The only place I want people reading my content is on my blog. That way I know what they’re reading, how popular posts are (or otherwise).
That WordPress think this is a good idea beggars belief.
That they don’t provide an opt-out is criminal.
@apeatling ” You’re forgetting that reblogging does not post the whole article. If the user actually wants to read the entire post they must always revisit the original blog.”
Everything I’ve read so far suggests the whole post is reblogged, hence my objections (and I’m by no means alone in believing that). I’d have no problem with just reblogging, say, the first para or two, with a link back to the main post.
Can you confirm – with absolute certainty, that the whole post will NOT be reblogged, please?
Yep. Confirmed. The whole post is *not* reblogged. Try it out!
Someone asked if you can “unreblog” a post. To do that, go to the “Posts I Like” tab on the WordPress.com home page and click the “Remove Posts” button below the post you want to unreblog.
 WordPress.com has options to make a blog private, which only will allow visitors which the blog owner wishes to allow.
 WordPress.com has options to blog google or other crawlers from getting into and indexing your blog.
 Wordress has options to block comments and visitors from certain IP address.
 WordPress.com has options to hide related links below the blog posts
All of them gives flexibility to control reachability and visibility of the blog. But all of a sudden.
[*] WordPress.com also has a feature which enables some one to reblog (partial or complete post doesnot matter) with a single click, and which surprisingly CANNOT be disabled.
Let me give an analogy:
A student wants to write his practical copy at the last moment which can only be submitted in writing : He has go buy a copy (open the new post window) copy from his friends’ copy (copy from the blog, wither partial, or complete), and then finally submit.
Another student also wants to write write his practical copy at the last moment which also can be submitted in computer printout.
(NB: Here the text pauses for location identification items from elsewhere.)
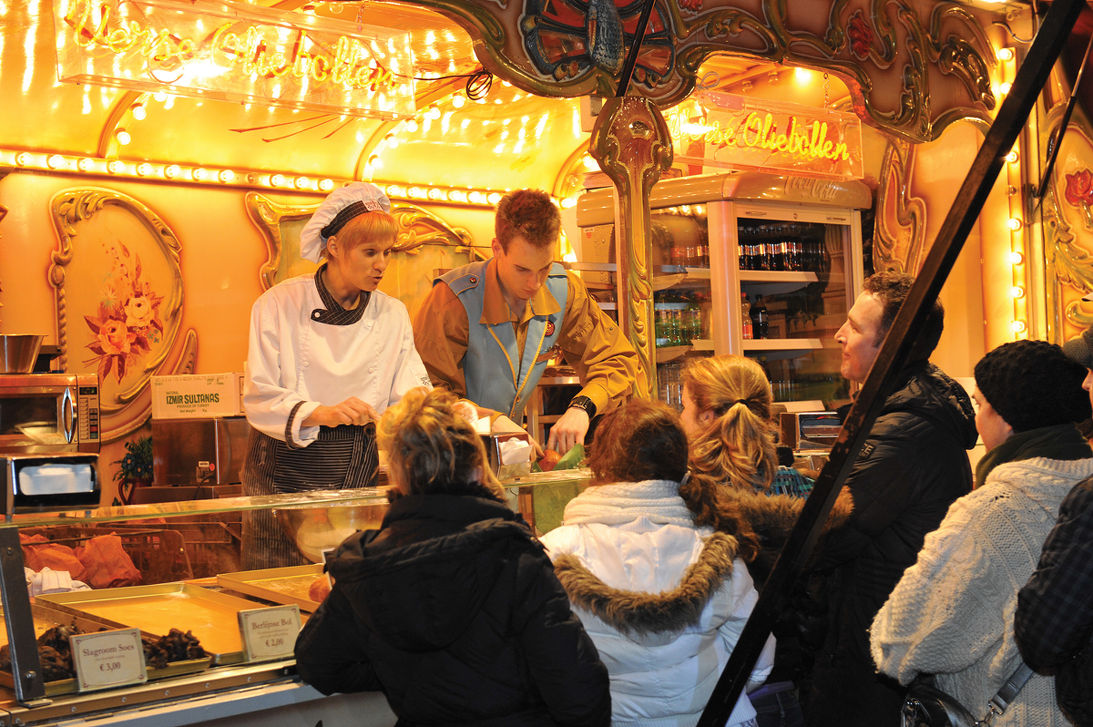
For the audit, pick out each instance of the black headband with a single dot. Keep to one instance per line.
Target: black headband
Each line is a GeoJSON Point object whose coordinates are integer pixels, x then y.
{"type": "Point", "coordinates": [347, 213]}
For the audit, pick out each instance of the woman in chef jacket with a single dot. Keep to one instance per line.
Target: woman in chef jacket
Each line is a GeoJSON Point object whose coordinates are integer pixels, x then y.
{"type": "Point", "coordinates": [327, 354]}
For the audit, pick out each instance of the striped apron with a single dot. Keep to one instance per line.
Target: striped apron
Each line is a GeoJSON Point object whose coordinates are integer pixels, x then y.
{"type": "Point", "coordinates": [343, 457]}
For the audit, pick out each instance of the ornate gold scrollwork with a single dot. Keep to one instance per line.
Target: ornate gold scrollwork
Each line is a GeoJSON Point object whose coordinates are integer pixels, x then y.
{"type": "Point", "coordinates": [633, 145]}
{"type": "Point", "coordinates": [913, 67]}
{"type": "Point", "coordinates": [118, 262]}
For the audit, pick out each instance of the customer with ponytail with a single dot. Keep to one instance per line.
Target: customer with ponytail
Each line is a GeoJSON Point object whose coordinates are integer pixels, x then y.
{"type": "Point", "coordinates": [663, 597]}
{"type": "Point", "coordinates": [727, 415]}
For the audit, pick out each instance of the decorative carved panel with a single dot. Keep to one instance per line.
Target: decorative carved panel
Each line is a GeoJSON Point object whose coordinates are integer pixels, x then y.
{"type": "Point", "coordinates": [118, 292]}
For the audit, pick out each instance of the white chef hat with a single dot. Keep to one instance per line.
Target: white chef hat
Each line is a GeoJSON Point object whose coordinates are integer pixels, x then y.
{"type": "Point", "coordinates": [340, 206]}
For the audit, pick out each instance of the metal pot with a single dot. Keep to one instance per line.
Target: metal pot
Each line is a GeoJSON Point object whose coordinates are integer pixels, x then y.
{"type": "Point", "coordinates": [19, 352]}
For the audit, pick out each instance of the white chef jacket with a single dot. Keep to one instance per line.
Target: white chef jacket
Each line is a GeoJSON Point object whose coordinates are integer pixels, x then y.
{"type": "Point", "coordinates": [293, 359]}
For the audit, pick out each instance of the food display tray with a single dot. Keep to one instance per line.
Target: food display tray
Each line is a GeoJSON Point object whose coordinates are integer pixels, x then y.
{"type": "Point", "coordinates": [211, 617]}
{"type": "Point", "coordinates": [46, 618]}
{"type": "Point", "coordinates": [285, 585]}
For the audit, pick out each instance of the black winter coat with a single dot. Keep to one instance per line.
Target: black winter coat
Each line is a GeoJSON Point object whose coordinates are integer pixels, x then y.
{"type": "Point", "coordinates": [453, 609]}
{"type": "Point", "coordinates": [913, 466]}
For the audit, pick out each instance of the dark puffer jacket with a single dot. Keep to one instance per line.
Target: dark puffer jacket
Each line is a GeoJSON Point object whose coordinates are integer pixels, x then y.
{"type": "Point", "coordinates": [455, 612]}
{"type": "Point", "coordinates": [912, 467]}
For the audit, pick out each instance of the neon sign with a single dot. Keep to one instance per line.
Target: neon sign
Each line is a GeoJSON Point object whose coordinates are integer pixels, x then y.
{"type": "Point", "coordinates": [236, 53]}
{"type": "Point", "coordinates": [738, 132]}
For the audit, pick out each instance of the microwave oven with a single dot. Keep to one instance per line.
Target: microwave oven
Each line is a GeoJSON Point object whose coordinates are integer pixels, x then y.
{"type": "Point", "coordinates": [47, 413]}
He asks his friend to email the practical digital file, copy-paste it in his HDD, schedules the laser printer to print that file, goes for a walk. End of story.
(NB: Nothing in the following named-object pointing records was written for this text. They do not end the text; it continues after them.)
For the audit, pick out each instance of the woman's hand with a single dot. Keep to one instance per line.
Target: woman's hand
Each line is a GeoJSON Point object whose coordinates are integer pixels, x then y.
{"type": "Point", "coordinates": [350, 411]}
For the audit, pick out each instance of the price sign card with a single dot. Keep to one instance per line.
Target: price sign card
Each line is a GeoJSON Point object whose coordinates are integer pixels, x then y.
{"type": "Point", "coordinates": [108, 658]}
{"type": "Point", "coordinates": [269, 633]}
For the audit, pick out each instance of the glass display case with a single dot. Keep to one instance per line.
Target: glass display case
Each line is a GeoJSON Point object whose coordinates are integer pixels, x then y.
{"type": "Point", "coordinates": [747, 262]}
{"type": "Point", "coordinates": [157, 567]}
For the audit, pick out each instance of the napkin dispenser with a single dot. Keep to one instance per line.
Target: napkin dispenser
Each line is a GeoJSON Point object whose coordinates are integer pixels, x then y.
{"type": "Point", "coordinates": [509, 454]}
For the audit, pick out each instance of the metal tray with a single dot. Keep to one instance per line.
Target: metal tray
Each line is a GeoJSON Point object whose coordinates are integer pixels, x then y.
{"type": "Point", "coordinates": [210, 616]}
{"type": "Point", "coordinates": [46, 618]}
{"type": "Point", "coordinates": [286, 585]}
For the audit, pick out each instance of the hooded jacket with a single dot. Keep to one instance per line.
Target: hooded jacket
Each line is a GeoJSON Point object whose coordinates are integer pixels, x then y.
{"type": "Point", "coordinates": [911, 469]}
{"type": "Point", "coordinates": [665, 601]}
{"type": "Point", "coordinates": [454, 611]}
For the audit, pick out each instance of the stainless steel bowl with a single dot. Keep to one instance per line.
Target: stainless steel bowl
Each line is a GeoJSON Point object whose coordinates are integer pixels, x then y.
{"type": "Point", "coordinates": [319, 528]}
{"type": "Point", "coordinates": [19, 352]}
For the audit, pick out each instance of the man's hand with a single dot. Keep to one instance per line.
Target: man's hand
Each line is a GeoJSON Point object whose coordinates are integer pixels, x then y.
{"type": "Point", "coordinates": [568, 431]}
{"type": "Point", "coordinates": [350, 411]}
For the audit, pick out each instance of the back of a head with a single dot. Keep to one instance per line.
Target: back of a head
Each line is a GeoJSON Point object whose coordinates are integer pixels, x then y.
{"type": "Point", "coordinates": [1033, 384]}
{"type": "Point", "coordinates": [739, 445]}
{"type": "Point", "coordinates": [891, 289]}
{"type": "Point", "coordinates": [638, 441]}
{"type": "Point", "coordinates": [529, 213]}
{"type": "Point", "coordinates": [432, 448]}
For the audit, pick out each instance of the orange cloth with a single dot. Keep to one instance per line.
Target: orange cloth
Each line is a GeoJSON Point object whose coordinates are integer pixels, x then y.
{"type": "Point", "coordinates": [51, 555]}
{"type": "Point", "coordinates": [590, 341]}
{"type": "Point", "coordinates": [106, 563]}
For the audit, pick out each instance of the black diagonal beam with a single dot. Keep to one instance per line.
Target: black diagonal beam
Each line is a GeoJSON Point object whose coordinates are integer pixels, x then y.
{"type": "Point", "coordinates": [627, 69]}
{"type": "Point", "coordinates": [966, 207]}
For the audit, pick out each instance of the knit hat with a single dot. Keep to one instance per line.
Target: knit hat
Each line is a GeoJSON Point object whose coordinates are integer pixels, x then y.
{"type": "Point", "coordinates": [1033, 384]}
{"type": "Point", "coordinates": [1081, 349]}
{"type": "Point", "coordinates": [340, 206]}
The first option and the second option are the same, but the first institution where the copy has to be submitted has some resistance, where one has to manually write it. But the second one has such a feature which removes the resistance and makes the way easy.
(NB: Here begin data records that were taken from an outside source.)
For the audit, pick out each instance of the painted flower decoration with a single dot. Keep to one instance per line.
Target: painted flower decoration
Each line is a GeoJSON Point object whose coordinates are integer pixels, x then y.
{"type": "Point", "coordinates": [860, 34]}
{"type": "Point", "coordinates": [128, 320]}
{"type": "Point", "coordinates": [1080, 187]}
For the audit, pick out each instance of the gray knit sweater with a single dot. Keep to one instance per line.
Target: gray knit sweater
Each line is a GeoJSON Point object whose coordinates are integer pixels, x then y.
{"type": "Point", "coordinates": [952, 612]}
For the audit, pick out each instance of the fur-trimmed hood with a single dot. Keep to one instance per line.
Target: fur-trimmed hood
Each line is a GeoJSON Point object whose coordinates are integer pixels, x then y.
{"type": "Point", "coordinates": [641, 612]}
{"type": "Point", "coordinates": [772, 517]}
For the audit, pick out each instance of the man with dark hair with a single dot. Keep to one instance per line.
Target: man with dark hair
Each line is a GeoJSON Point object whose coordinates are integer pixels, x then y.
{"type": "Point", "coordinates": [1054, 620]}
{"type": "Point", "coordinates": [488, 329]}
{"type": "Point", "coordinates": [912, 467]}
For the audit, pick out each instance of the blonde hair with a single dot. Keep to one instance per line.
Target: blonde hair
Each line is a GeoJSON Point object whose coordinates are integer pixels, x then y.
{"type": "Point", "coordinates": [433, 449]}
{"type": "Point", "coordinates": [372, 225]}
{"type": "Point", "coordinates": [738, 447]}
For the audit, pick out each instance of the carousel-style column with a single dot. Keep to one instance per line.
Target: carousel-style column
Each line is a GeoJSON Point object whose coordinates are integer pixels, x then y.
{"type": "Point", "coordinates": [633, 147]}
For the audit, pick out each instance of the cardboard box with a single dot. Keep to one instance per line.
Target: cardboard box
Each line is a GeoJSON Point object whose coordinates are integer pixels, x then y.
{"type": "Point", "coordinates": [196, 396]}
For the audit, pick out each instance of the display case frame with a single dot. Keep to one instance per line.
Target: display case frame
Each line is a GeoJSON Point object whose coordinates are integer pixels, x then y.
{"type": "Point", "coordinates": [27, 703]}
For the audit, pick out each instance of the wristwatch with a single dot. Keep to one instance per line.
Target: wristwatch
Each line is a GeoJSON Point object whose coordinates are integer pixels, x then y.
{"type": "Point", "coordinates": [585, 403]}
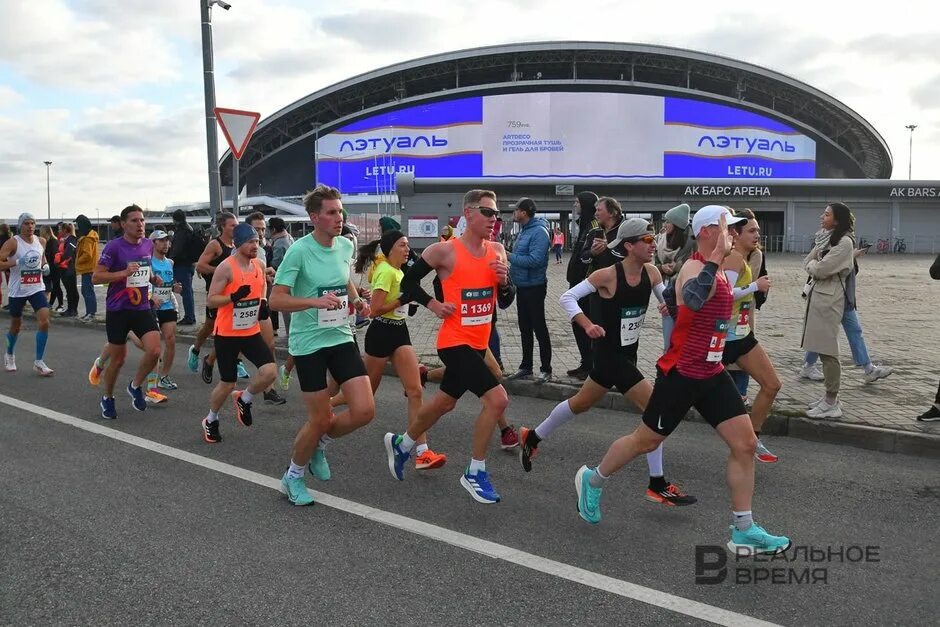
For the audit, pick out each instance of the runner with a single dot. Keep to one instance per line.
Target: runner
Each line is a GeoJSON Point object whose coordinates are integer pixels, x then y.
{"type": "Point", "coordinates": [22, 255]}
{"type": "Point", "coordinates": [217, 251]}
{"type": "Point", "coordinates": [741, 346]}
{"type": "Point", "coordinates": [238, 293]}
{"type": "Point", "coordinates": [313, 283]}
{"type": "Point", "coordinates": [472, 270]}
{"type": "Point", "coordinates": [387, 338]}
{"type": "Point", "coordinates": [619, 296]}
{"type": "Point", "coordinates": [690, 374]}
{"type": "Point", "coordinates": [165, 309]}
{"type": "Point", "coordinates": [125, 265]}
What i personally have a problem with is that i am denying people permission to reblog from my blog, which i have every right to do, but WordPress are overiding my decision by enforcing this reblogging on my blog. And it IS enforcing, because there is no option. I am sick of people thinking they have some kind of right to take content that is copyright. If i say my content is not to be distributed in any way then i should not be forced into having a feature that easily allows it.
Agree with phoxis: options options options everywhere – but suddenly a stubborn refusal to consider that in this case. Instead, we are supposed to believe that this mindless auto-posting is no different than a quotation in a post. We are supposed to believe that it’s ok since it’s only an excerpt. (Really? Splogs that rely on my RSS feed aren’t splogs anymore if I ‘ve set my feeds to Summary instead of Full Article?) And when the opt-out was first suggested (in the comments of the announcement with the ridiculous title “We All Like to Reblog”), the reply was “If you’re concerned then you can still make a post private, or your entire blog private.” Priceless.